I asked my coworkers friends Joanna and Courtney to help me shop. I needed fashion advice, advice about what’s appropriate to wear to this event I’m not familiar with, moral support when things don’t fit or look awful, and mostly someone to actually make me go shopping. The three of us decided on a day. I alternately dreaded it and looked forward to it all morning and then suddenly it was time. Courtney picked a store for women built like me and made me promise to try on the things she found for me. I promised. We stepped into the store and Joanna “it’s okay”-ed me while I stumbled and bumbled sheepishly and anxiously around while, like a boss, Courtney pulled a few dresses off the racks and handed them to a saleswoman. “These are for Laura. We’d like to set up a dressing room.” These chicks knew what they were doing.

Courtney and Joanna had a rhythm and dance I’m just not familiar with. We went to the fitting rooms and after a few repetitions of “woosah” under my breath I put on a dress and came out. They had me turn and move around. Courtney listed pieces of fabric and Joanna told me to move about. I looked in the mirror and actually… *liked* it.


I tried another.


They oohed and ahhed again and I tried on another and another.


Guy, listen, and listen closely because I never thought I’d say this, ever. I had fun. I had fun and I felt good. About everything. I felt okay about my chubby upper arms. I felt fine about my huge boobs and butt. I felt okay about my post-pregnancy (second pregnancy, mind you!) belly. I looked fine. No. I looked good. I liked it. I felt hopeless before I even face myself a chance to try on the first outfit. By the end I was having a blast.

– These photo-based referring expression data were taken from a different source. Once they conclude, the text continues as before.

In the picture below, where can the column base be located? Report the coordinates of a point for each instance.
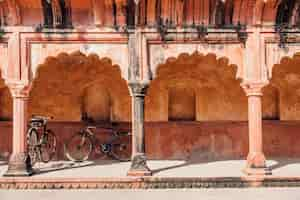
(257, 171)
(139, 166)
(19, 165)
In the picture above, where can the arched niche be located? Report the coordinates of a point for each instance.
(181, 103)
(286, 79)
(6, 104)
(69, 85)
(212, 81)
(270, 103)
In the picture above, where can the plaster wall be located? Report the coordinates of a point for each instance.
(189, 140)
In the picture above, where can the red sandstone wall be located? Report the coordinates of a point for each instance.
(194, 140)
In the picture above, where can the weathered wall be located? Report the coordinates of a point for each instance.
(203, 83)
(194, 140)
(70, 84)
(286, 79)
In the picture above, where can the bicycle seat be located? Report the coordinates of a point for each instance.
(91, 127)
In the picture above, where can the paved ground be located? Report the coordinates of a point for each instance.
(205, 194)
(226, 168)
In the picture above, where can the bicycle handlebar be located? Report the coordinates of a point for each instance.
(42, 117)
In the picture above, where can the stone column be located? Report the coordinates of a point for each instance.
(19, 162)
(139, 161)
(256, 161)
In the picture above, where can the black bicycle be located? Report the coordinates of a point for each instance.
(41, 142)
(80, 146)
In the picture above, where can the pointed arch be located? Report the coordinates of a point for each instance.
(69, 81)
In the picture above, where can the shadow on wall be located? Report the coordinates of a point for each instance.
(196, 87)
(284, 90)
(69, 85)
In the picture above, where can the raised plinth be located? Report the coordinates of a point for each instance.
(139, 166)
(19, 165)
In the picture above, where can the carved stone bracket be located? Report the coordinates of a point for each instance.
(138, 88)
(19, 89)
(139, 166)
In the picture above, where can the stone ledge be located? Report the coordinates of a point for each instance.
(147, 182)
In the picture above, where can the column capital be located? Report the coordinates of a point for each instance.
(254, 89)
(138, 88)
(18, 89)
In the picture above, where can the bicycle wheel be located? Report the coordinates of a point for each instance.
(78, 148)
(48, 146)
(32, 146)
(121, 148)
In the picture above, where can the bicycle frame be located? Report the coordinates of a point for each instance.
(96, 142)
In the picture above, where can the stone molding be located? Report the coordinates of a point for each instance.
(19, 90)
(253, 89)
(138, 88)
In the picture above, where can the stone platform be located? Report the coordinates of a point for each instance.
(166, 174)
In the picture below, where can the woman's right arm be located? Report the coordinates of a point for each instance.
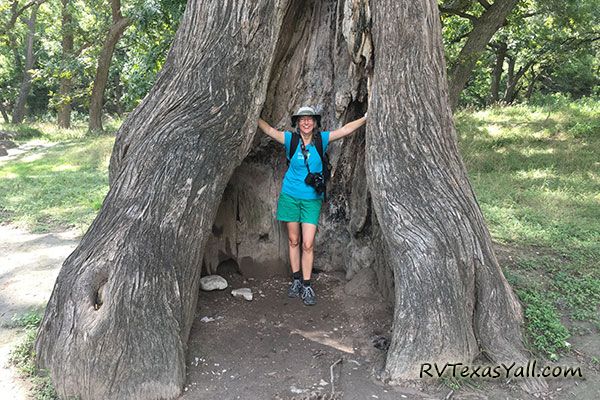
(270, 131)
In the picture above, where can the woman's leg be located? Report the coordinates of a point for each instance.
(294, 245)
(308, 240)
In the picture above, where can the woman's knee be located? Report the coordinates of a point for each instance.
(307, 245)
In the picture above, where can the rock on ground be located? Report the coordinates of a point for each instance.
(212, 282)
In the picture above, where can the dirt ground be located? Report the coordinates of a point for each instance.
(271, 347)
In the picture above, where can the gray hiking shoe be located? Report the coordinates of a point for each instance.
(295, 288)
(308, 296)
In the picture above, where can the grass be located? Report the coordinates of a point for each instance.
(535, 170)
(22, 357)
(59, 185)
(536, 173)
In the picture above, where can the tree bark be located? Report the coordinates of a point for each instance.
(118, 320)
(452, 301)
(119, 24)
(513, 78)
(122, 308)
(483, 29)
(497, 72)
(66, 80)
(3, 112)
(19, 109)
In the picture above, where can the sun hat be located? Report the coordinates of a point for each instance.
(306, 111)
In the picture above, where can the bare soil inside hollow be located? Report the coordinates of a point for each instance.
(272, 347)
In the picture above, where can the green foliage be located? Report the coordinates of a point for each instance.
(59, 185)
(544, 327)
(28, 320)
(553, 42)
(22, 357)
(535, 171)
(581, 293)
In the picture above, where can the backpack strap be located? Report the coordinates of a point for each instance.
(324, 158)
(293, 144)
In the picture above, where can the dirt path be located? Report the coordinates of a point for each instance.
(29, 264)
(271, 347)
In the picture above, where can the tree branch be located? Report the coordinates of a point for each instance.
(452, 11)
(485, 4)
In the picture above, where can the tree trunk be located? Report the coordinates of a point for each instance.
(452, 301)
(497, 72)
(483, 29)
(64, 90)
(531, 87)
(4, 113)
(513, 79)
(117, 324)
(19, 109)
(119, 24)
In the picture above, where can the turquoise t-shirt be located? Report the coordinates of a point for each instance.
(293, 181)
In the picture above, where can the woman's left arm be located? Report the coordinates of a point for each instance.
(347, 129)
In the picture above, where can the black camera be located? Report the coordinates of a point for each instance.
(317, 181)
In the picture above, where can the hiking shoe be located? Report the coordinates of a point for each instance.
(295, 288)
(308, 296)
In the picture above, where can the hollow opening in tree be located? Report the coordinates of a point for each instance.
(406, 206)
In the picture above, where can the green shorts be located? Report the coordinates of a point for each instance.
(291, 209)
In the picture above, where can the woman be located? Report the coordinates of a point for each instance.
(299, 203)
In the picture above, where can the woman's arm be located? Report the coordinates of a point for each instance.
(347, 129)
(272, 132)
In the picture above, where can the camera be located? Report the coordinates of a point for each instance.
(317, 181)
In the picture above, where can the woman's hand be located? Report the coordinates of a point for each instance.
(270, 131)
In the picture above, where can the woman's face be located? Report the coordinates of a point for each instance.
(306, 124)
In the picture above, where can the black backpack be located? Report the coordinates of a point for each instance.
(319, 145)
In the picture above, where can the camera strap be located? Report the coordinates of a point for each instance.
(305, 154)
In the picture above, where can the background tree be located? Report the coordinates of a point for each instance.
(491, 18)
(30, 59)
(123, 305)
(64, 92)
(119, 24)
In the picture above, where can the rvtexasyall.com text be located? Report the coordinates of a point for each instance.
(513, 370)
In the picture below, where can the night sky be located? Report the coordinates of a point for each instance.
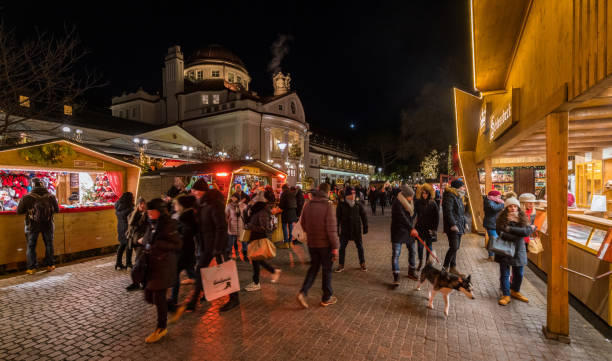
(349, 64)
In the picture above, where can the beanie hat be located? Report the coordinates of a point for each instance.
(527, 197)
(457, 183)
(200, 185)
(406, 190)
(511, 201)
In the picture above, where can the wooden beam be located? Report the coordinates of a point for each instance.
(557, 307)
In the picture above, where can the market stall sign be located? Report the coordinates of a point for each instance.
(79, 163)
(505, 117)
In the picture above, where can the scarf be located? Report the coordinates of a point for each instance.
(408, 205)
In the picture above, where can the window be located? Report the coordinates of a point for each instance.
(24, 101)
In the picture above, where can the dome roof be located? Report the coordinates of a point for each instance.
(214, 52)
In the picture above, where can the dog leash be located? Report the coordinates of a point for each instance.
(429, 250)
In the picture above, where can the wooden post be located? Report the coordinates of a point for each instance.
(488, 175)
(557, 307)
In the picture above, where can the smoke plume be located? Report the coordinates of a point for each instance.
(279, 49)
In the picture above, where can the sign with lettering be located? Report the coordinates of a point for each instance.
(485, 113)
(92, 164)
(505, 116)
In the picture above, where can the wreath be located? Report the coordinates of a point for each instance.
(47, 154)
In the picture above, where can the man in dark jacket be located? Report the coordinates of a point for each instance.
(39, 207)
(453, 214)
(403, 217)
(212, 240)
(319, 222)
(351, 218)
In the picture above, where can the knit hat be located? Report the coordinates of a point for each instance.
(407, 190)
(527, 198)
(511, 201)
(200, 185)
(457, 183)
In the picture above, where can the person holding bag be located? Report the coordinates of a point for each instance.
(260, 224)
(512, 226)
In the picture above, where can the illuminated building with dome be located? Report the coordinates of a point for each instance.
(209, 95)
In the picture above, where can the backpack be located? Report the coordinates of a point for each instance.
(42, 210)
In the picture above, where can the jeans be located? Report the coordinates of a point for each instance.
(504, 278)
(397, 251)
(358, 244)
(320, 257)
(232, 241)
(287, 231)
(32, 238)
(257, 267)
(158, 298)
(454, 242)
(492, 234)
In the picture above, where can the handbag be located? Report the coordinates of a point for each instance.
(501, 247)
(535, 245)
(139, 271)
(220, 280)
(261, 249)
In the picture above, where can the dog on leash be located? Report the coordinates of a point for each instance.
(445, 283)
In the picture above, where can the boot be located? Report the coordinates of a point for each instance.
(412, 274)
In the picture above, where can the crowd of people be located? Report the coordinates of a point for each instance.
(188, 230)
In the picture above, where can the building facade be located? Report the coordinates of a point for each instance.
(209, 96)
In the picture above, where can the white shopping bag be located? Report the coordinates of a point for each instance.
(220, 280)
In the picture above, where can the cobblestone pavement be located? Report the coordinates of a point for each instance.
(82, 311)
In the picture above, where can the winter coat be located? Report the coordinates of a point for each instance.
(453, 211)
(122, 211)
(351, 220)
(491, 209)
(187, 227)
(260, 221)
(319, 222)
(288, 203)
(212, 227)
(233, 216)
(300, 200)
(513, 232)
(402, 222)
(137, 226)
(428, 217)
(27, 202)
(163, 244)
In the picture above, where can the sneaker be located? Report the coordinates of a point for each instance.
(178, 314)
(276, 275)
(504, 300)
(332, 301)
(252, 287)
(302, 300)
(519, 296)
(156, 335)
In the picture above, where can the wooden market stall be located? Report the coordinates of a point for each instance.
(542, 98)
(86, 183)
(250, 174)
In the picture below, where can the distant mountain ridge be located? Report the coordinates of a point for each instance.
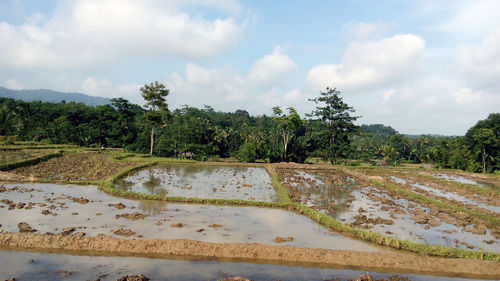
(52, 96)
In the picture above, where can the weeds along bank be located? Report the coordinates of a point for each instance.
(122, 165)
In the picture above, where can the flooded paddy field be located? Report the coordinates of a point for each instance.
(15, 155)
(471, 200)
(76, 166)
(47, 266)
(70, 209)
(362, 205)
(246, 183)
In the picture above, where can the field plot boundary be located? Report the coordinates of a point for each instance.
(483, 190)
(403, 263)
(31, 161)
(108, 185)
(285, 203)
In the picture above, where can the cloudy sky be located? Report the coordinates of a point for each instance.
(418, 66)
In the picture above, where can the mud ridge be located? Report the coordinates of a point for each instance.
(182, 247)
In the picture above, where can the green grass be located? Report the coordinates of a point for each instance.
(493, 221)
(284, 202)
(29, 162)
(282, 192)
(374, 237)
(323, 219)
(479, 189)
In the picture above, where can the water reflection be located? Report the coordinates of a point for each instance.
(247, 183)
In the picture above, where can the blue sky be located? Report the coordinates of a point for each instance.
(418, 66)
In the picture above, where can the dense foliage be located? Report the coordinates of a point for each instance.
(204, 133)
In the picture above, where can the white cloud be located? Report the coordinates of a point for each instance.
(95, 32)
(479, 64)
(258, 92)
(271, 67)
(371, 63)
(363, 31)
(102, 87)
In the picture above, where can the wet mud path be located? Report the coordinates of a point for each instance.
(382, 261)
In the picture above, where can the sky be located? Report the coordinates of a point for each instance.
(422, 67)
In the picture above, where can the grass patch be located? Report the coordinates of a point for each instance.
(374, 237)
(493, 221)
(280, 189)
(29, 162)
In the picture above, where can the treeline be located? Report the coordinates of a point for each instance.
(329, 133)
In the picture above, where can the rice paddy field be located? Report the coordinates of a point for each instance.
(92, 214)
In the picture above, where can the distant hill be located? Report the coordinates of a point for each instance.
(378, 129)
(52, 96)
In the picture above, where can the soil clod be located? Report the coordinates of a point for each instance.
(25, 227)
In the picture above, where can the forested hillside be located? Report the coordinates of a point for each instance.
(51, 96)
(209, 134)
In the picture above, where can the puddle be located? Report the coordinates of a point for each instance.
(461, 179)
(369, 207)
(447, 195)
(246, 183)
(41, 266)
(456, 197)
(207, 223)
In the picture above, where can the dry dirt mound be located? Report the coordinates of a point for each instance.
(76, 166)
(181, 247)
(139, 277)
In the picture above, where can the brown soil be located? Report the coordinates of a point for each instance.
(283, 239)
(24, 227)
(132, 216)
(76, 166)
(119, 206)
(123, 232)
(11, 177)
(139, 277)
(381, 261)
(459, 219)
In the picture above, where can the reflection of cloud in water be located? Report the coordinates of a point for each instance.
(152, 207)
(38, 266)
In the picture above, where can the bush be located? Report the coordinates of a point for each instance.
(247, 152)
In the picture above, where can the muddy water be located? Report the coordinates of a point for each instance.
(208, 223)
(247, 183)
(461, 179)
(447, 195)
(41, 266)
(347, 201)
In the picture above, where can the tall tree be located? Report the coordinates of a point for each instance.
(336, 123)
(155, 94)
(287, 125)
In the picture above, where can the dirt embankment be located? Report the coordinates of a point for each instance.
(90, 165)
(181, 247)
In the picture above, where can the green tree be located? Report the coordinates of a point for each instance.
(485, 138)
(286, 125)
(155, 94)
(336, 123)
(6, 119)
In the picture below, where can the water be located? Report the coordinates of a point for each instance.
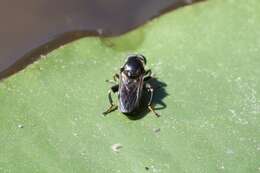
(31, 28)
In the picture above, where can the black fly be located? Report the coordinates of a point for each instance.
(133, 78)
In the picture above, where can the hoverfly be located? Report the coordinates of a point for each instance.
(132, 80)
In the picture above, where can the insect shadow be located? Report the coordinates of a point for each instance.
(159, 94)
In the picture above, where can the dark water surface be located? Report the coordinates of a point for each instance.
(30, 28)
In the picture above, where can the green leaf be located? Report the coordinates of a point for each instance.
(207, 54)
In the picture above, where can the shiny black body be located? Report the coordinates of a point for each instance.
(133, 78)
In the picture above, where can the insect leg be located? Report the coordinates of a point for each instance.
(115, 77)
(148, 75)
(112, 105)
(151, 90)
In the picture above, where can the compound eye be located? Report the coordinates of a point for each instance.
(132, 74)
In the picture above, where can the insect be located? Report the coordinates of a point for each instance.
(132, 80)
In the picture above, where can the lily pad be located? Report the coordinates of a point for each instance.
(208, 56)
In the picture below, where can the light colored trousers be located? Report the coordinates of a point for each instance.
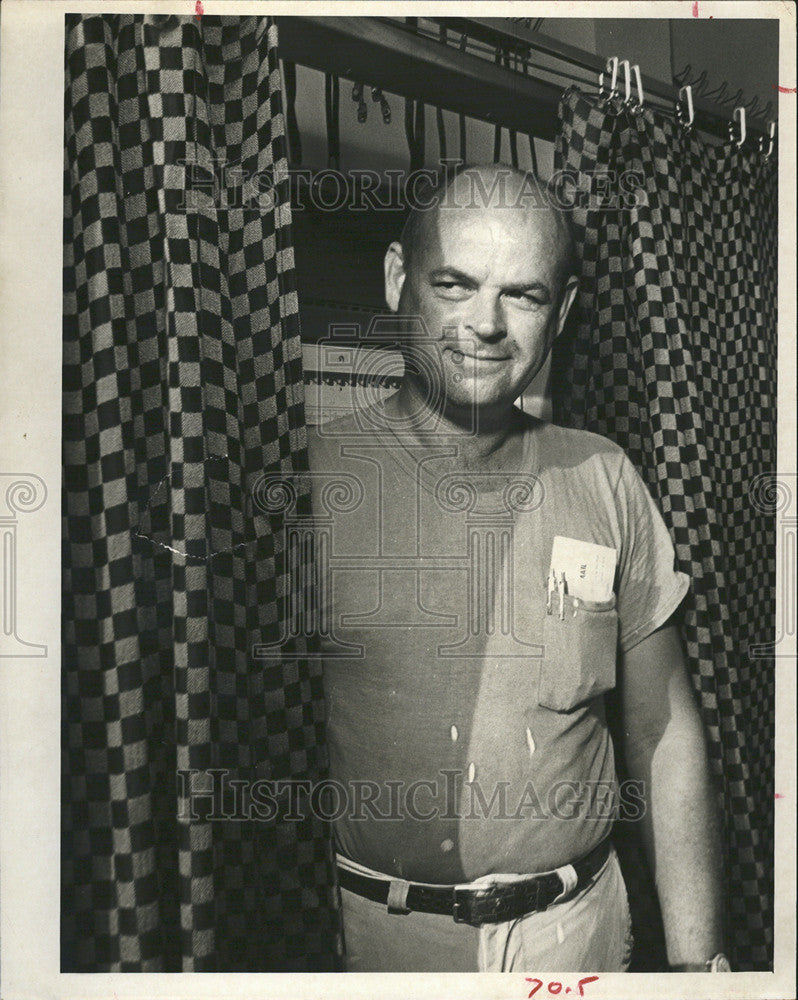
(590, 932)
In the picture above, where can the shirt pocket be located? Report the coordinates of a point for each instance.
(580, 652)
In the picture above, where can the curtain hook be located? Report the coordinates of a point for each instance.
(612, 67)
(739, 115)
(686, 93)
(638, 80)
(771, 137)
(627, 78)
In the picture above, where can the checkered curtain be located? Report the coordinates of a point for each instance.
(182, 385)
(673, 355)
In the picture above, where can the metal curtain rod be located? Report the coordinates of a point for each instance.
(383, 53)
(709, 116)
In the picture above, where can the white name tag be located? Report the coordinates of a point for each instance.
(589, 569)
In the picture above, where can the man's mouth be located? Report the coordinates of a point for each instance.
(458, 356)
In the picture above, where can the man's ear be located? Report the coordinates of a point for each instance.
(567, 300)
(394, 275)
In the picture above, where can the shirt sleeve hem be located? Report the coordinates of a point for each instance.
(664, 610)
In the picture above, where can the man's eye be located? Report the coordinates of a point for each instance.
(451, 288)
(526, 299)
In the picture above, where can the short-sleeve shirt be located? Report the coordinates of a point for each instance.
(466, 723)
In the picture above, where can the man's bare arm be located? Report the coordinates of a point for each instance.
(665, 748)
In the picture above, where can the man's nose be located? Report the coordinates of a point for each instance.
(485, 318)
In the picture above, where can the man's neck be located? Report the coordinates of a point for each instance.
(486, 440)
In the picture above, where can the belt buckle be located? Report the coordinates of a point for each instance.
(461, 905)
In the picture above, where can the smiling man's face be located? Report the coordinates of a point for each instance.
(488, 284)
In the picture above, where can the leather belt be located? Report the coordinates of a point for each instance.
(490, 904)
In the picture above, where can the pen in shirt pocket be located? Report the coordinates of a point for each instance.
(560, 589)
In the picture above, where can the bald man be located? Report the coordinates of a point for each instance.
(492, 579)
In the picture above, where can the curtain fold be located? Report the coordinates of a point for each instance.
(672, 354)
(182, 387)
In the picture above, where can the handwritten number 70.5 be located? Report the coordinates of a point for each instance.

I liked shopping and I liked the clothes and I liked myself. And I loved my friends. They made me feel good. They made me happy. They made me realize that there isn’t anything to worry about. Some things look good and some things look bad. There will always be someone thinner, bustier, bigger, prettier. There will always be a dress that flatters and one that looks terrible. I’ll never be perfect to myself but I’m perfect to the people who care about me.

Monday I stopped by Grandma Anderson’s house so she could hem the dress up for me. I put the dress on and Trent looked up and his eyes widened. “Whoa… You look like a princess!” I guess I may not always think so. But someone, some people do. And that is what makes me happy.